A A3Es é uma entidade independente, com poderes regulatórios atribuídos pelo Estado para avaliar e acreditar as instituições de Ensino Superior e os seus cursos. A acreditação, mais do que um selo técnico, é um instrumento de política pública que permite assegurar a qualidade e a legalidade do sistema de Ensino Superior público e privado. A A3Es tem desempenhado esse papel com rigor e independência, assegurando que os cursos oferecidos pelas instituições portuguesas cumprem padrões elevados de qualidade, tendo por referência as exigências legais e o contexto institucional, social e económico do país.

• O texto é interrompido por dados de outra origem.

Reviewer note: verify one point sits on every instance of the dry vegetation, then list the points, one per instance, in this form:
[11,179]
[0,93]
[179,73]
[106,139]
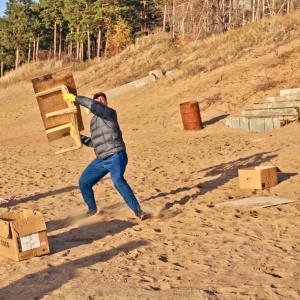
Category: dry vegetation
[191,57]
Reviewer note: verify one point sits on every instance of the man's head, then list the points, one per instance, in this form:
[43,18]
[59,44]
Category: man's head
[100,97]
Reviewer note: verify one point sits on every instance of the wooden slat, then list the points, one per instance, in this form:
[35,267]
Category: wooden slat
[65,111]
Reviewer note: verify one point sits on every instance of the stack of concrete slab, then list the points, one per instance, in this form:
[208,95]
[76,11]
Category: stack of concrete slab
[275,113]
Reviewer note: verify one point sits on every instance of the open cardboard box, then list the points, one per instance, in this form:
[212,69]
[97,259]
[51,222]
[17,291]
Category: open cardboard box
[23,235]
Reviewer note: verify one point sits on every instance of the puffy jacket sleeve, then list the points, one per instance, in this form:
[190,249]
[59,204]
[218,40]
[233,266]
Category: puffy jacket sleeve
[87,141]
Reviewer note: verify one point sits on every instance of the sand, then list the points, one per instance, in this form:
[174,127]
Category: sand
[190,248]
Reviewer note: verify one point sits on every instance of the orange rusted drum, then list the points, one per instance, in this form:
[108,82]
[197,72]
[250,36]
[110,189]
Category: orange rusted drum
[190,114]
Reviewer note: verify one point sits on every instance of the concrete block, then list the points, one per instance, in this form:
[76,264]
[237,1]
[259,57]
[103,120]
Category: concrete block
[285,111]
[257,124]
[277,104]
[283,98]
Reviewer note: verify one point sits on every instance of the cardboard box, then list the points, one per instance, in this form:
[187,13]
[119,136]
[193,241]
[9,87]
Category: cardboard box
[258,177]
[23,235]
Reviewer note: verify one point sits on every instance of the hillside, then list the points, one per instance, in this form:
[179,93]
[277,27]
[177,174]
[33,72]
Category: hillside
[189,248]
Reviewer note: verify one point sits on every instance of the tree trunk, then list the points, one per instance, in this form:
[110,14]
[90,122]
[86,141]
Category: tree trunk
[99,43]
[164,20]
[60,42]
[89,46]
[29,53]
[17,58]
[37,49]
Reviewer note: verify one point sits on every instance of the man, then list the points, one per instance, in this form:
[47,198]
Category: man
[109,147]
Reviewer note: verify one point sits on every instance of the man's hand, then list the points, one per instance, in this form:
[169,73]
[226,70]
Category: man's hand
[69,97]
[72,133]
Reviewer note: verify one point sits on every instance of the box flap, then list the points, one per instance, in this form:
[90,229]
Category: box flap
[29,225]
[4,229]
[11,215]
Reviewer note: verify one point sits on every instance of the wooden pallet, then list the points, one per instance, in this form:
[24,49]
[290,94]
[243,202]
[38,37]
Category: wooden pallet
[59,117]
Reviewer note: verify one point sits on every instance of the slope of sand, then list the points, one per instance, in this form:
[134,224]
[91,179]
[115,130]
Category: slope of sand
[189,248]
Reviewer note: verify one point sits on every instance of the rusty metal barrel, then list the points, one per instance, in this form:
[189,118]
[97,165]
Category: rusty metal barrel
[190,114]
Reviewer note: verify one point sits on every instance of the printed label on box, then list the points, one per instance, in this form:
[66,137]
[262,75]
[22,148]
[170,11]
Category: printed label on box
[29,242]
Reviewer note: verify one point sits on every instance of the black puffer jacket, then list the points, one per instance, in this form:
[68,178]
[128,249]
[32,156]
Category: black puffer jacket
[106,136]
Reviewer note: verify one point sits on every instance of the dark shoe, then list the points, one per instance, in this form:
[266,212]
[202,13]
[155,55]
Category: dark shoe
[91,212]
[141,214]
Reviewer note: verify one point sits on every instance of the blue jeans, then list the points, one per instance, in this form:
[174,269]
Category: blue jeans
[97,169]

Permitir que as instituições escolham livremente agências externas de avaliação e acreditação é confundir regulação e mercado, enfraquecendo a A3Es e a responsabilidade pública de garantir a legalidade e a qualidade académicas. A escolha de agências com critérios mais flexíveis poderá levar a uma acreditação estratégica e oportunista, em vez de pedagógica ou científica. A proposta do Governo ameaça a equidade e a transparência. Instituições com mais recursos poderão recorrer ao mercado das agências internacionais, gerando um sistema dual e fragmentado, comprometendo a comparabilidade entre cursos e a avaliação global do sistema.
O argumento da internacionalização do Ensino Superior e da sua avaliação não faz sentido. A A3Es participa em redes europeias e integra avaliadores estrangeiros nos seus painéis. E as instituições têm já hoje total autonomia para requerer acreditações complementares por agências internacionais, como acontece com as escolas de gestão ou de engenharia que requerem a acreditação pelas AACSB, EQUIS, AMBA ou a EUR ACE.
O argumento da concorrência faz ainda menos sentido, criando, no limite, uma dinâmica absurda de hiperburocratização. Se introduzirmos concorrência ente reguladores, quem regula essa concorrência? E depois, introduzimos concorrência entre os reguladores da concorrência entre reguladores? E por aí adiante?